NIO-SW (09866) has announced that its board of directors approved a 2026 share incentive plan on March 10. Under this plan, the company will grant approximately 248 million restricted shares to its founder, chairman, and CEO, William Li. These restricted shares will be divided into ten equal batches, with vesting conditions tied to specific performance targets related to the company's market capitalization and net profit.
The plan takes effect on March 6, 2026, and remains valid for twelve years. The shares will vest in batches only upon the achievement of certain performance milestones. These milestones are directly linked to NIO's market value and net profit. Specifically, one-tenth of the shares will vest each time NIO's U.S. market capitalization surpasses thresholds of $30 billion, $50 billion, $80 billion, $100 billion, and $120 billion. Similarly, another one-tenth will vest each time the company's net profit exceeds $1.5 billion, $2.5 billion, $4 billion, $5 billion, and $6 billion. Full vesting of all incentive shares will occur when NIO's market capitalization exceeds $120 billion and its net profit surpasses $6 billion simultaneously.

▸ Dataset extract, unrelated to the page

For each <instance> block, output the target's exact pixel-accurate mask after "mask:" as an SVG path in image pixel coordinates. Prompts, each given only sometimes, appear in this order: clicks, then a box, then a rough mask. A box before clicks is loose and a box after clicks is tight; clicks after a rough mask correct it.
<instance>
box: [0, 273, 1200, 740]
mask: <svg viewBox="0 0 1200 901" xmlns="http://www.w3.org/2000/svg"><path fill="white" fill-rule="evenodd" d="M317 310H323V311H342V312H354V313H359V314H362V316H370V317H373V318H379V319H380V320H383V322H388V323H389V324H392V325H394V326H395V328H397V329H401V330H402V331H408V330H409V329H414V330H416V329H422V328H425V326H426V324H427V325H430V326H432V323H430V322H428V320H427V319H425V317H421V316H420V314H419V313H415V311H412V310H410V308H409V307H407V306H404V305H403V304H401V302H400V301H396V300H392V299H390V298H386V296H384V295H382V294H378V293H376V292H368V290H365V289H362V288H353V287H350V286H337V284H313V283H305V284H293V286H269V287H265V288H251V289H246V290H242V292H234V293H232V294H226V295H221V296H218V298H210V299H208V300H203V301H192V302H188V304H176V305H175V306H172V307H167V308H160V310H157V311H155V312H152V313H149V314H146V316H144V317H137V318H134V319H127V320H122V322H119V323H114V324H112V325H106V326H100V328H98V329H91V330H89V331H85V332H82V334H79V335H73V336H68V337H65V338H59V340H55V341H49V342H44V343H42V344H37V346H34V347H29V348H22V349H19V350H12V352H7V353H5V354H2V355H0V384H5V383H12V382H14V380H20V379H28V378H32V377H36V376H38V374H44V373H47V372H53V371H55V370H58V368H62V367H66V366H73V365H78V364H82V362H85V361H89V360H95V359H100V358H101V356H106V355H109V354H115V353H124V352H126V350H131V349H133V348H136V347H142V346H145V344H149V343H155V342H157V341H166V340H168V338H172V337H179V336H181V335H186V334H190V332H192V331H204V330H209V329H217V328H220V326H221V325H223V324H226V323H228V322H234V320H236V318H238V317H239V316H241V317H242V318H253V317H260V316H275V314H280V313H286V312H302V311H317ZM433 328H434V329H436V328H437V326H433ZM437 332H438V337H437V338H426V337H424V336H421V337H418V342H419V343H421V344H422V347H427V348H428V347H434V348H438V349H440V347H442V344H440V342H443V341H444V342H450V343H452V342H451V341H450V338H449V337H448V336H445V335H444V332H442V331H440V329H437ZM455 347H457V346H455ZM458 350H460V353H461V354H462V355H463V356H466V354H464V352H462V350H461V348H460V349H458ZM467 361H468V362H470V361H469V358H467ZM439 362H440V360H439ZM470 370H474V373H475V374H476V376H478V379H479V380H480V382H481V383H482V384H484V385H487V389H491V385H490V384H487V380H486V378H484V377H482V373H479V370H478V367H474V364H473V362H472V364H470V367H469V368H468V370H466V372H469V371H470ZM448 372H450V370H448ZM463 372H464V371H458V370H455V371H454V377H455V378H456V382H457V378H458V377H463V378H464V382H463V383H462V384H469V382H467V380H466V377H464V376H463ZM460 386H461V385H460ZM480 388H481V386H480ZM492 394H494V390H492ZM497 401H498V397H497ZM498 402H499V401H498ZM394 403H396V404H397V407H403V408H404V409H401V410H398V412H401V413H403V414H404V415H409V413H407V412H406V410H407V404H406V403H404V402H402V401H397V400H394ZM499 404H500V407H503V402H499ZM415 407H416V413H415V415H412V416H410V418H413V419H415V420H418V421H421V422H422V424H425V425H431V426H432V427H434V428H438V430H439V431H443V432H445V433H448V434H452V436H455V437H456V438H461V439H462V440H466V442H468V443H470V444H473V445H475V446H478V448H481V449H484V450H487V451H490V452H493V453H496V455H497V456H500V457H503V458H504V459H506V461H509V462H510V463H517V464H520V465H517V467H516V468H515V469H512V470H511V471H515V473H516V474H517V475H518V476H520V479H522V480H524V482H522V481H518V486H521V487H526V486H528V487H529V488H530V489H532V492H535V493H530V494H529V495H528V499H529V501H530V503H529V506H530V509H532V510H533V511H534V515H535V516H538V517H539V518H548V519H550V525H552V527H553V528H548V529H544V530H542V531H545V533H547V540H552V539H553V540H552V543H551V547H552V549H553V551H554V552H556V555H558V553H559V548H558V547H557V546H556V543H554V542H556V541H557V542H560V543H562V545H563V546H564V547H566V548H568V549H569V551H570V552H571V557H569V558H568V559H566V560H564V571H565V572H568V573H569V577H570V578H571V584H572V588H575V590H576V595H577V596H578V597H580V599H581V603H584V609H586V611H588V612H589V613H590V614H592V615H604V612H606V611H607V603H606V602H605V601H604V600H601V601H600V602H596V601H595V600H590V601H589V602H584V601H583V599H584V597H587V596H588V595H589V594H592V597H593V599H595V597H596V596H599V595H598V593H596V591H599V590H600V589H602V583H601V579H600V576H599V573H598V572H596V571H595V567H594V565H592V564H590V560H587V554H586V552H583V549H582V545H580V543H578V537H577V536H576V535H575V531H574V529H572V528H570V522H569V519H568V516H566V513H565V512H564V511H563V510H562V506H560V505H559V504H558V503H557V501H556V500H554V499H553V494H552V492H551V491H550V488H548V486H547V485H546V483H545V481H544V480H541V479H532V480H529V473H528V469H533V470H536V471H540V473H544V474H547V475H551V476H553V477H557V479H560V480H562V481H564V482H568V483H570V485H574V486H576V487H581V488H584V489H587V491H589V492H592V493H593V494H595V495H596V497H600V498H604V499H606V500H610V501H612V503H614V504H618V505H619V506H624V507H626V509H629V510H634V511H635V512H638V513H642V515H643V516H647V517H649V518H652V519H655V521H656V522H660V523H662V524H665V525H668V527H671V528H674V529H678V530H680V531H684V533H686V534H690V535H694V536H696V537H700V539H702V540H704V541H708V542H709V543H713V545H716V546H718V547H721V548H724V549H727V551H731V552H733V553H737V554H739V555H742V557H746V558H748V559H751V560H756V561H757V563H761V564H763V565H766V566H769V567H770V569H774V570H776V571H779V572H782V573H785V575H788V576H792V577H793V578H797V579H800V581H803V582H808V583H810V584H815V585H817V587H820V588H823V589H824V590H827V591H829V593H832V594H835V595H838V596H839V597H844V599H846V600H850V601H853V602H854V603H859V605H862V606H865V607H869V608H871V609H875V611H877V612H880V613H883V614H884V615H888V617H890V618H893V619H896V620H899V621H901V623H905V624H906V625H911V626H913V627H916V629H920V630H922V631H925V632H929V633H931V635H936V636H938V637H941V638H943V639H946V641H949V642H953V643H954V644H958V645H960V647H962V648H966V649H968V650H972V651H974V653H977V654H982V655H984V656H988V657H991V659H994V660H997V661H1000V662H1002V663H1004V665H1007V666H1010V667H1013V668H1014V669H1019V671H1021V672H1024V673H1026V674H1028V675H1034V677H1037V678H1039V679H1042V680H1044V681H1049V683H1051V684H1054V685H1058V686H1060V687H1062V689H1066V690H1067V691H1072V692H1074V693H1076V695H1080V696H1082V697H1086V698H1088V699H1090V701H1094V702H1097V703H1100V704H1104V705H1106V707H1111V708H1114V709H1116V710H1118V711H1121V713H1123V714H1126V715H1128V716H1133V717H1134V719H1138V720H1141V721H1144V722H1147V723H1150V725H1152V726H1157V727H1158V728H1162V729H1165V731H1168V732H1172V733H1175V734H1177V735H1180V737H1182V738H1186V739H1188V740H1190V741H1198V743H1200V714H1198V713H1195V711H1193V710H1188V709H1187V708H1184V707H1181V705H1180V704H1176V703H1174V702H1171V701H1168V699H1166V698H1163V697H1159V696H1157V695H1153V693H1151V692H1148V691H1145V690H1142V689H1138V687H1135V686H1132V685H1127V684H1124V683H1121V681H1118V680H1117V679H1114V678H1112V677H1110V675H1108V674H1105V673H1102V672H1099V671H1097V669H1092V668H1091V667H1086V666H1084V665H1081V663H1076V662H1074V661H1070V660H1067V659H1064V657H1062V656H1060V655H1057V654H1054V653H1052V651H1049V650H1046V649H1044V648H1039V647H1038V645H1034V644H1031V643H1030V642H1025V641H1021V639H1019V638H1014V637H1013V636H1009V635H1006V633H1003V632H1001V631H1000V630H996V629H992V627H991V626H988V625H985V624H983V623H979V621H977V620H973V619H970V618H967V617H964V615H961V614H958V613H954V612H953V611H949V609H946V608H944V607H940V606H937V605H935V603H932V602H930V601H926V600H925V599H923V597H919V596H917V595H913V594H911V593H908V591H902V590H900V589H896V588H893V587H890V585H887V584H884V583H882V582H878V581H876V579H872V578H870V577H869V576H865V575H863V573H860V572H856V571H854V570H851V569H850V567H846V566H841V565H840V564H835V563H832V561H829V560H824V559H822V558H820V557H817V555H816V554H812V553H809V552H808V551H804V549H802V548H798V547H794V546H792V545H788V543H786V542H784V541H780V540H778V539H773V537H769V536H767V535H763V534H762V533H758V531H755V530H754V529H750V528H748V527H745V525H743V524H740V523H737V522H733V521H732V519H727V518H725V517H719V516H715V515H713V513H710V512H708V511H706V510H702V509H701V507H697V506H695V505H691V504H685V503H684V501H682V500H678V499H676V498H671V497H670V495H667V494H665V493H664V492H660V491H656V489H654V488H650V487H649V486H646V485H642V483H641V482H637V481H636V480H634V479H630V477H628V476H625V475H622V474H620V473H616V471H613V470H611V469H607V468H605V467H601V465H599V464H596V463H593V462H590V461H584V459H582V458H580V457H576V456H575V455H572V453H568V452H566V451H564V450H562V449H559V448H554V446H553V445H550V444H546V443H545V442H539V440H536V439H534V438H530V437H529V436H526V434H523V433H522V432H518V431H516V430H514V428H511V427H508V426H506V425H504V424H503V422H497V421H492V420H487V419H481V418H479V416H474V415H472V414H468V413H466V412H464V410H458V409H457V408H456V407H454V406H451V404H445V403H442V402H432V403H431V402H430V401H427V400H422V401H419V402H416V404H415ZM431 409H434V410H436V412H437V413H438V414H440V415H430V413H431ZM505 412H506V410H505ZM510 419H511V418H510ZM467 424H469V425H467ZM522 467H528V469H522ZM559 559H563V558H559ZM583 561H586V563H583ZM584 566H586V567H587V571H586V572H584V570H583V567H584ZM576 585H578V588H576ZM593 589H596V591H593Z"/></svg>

According to financial reports, NIO reported an operating profit of RMB 12.5 billion in the fourth quarter. The company's cash reserves reached RMB 45.9 billion, increasing by nearly RMB 10 billion quarter-over-quarter. For the full year 2025, NIO delivered 326,028 new vehicles, a 46.9% year-over-year increase. Annual revenue reached RMB 87.49 billion, up 33.1% year-over-year, while gross profit totaled RMB 11.92 billion, an 83.5% increase, setting new historical records. Delivery guidance for the first quarter of 2026 is between 80,000 and 83,000 vehicles, representing year-over-year growth of 90.1% to 97.2%. Revenue guidance is between RMB 24.48 billion and RMB 25.18 billion, indicating growth of 103.4% to 109.2%.
Analysts note that linking share vesting conditions to market capitalization and net profit aims to align shareholder returns with business growth and operational results. By setting clear and challenging long-term targets, the plan deeply ties the CEO's incentives to the company's strategic objectives, motivating leadership to drive sustainable profit improvement and value growth amid intense market competition, thereby maximizing long-term shareholder interests.